Rodrigo 16/04/2022
As alegrias de um homem de meia idade
A trégua é um livro ambientado na Montevidéu dos anos 50, escrito em primeira pessoa e na forma de um diário por Santomé, um viúvo de 49 anos que trabalha chefiando um escritório de uma empresa. Vive com três filhos já adultos com quem não se relaciona bem, e, em resumo, sua vida é um pacote de tédio e resignação, sem maiores metas além de aguardar a aposentadoria e o fim do tempo de vida que lhe resta. No início, o texto é uma mistura cronológica de memórias e coisas do cotidiano, relacionamentos e filosofias de vida, com parágrafos intermináveis e sem diálogos, o que torna a leitura arrastada até cerca dos 30%.
Entretanto, tudo muda quando chegam novos funcionários, trazendo um ar de jovialidade ao escritório. Entre eles uma moça de 24 anos, Laura, que chama sua atenção por seus predicados profissionais e por sua beleza, o que, para um coração véio acostumado à solidão, é uma armadilha fatal. No início, a aproximação entre ambos é meramente formal, dada a diferença de idade. Pra ele, uma moça insignificante, e pra ela, apenas seu chefe com jeito de tiozim.
Mas a rotina acaba transformando a percepção do tiozim em relação à boyzinha, e, após várias horas-extras conferindo planilhas e muitos cafezinhos na pausa da tarde, um novo sentimento vai surgindo entre ambos; aos poucos o chefe vai extraindo detalhes de sua vida particular, e, quando abre os olhos, está novamente inoculado com o vírus das paixões juvenis, para o qual julgava ter imunidade.
Quando finalmente toma coragem e se declara, surpresa! ela disse sim. E aí, os dilemas começam a surgir: o que vale a vida do homem após perder a capacidade de sentir prazer? Como seriam em 10 anos, ele um sexagenário, ela ainda jovem; será traído? Sentirá ciúmes? Ela sonha com casamento? Viverão essa relação com a pressa do tempo que se acaba ou manterão a liberdade que lhe permite se resguardar de mágoas que já não lhe cabem? Ela, por sua vez, é uma incógnita: no início tímida, e mesmo após aceitar o pedido de namoro, continua a chamá-lo de senhor e a manter a relação num completo segredo.

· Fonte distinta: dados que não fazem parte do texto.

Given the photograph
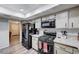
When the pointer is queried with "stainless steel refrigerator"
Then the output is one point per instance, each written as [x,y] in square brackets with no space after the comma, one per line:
[26,38]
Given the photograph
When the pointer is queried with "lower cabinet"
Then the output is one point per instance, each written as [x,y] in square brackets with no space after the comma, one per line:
[63,49]
[35,43]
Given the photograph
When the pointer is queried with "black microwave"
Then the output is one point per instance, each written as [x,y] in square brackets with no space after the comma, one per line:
[48,24]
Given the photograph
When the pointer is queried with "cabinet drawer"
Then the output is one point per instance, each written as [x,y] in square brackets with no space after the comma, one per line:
[64,47]
[76,51]
[60,51]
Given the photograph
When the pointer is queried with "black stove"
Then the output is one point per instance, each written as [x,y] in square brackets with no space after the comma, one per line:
[46,43]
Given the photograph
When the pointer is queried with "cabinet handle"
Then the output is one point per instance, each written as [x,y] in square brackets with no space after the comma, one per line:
[72,24]
[65,25]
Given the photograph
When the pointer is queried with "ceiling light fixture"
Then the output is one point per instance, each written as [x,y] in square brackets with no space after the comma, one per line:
[21,10]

Mesmo com todos esses poréns, a relação floresce, baseada mais em conversas do que em sexo. Fica estabelecida para ambos uma dualidade entre experiências de vida (ele muita, ela nada) e o estado dos seus corpos (ela uma musa juvenil, ele com sua barriga). Mas o amor é capaz de nascer no deserto mais árido, e assim se descobrem, para nossa alegria, terrivelmente conectados.
E aí, meus amigos, quando todos estão felizes porque o amor venceu novamente, vem o final e f*de com tudo, pensado propositadamente para causar impacto. Não soube o que dizer quando li, apenas me sobrou um nó na garganta, difícil de ser desatado. Ainda assim, as últimas páginas são lindas, e poderão causar lágrimas nos leitores mais sensíveis.
Em resumo, um livro que agradará a psicólogos, cinquentões saudosistas e fãs das histórias de amores impossíveis. Eu, com os meus 40 e poucos, me senti profundamente cativado. Destarte, faço votos de que todos os casais de tiozinhos e boyzinhas possam vencer as diferenças e viverem felizes para sempre, ou até que um enfarto fulminante os separe.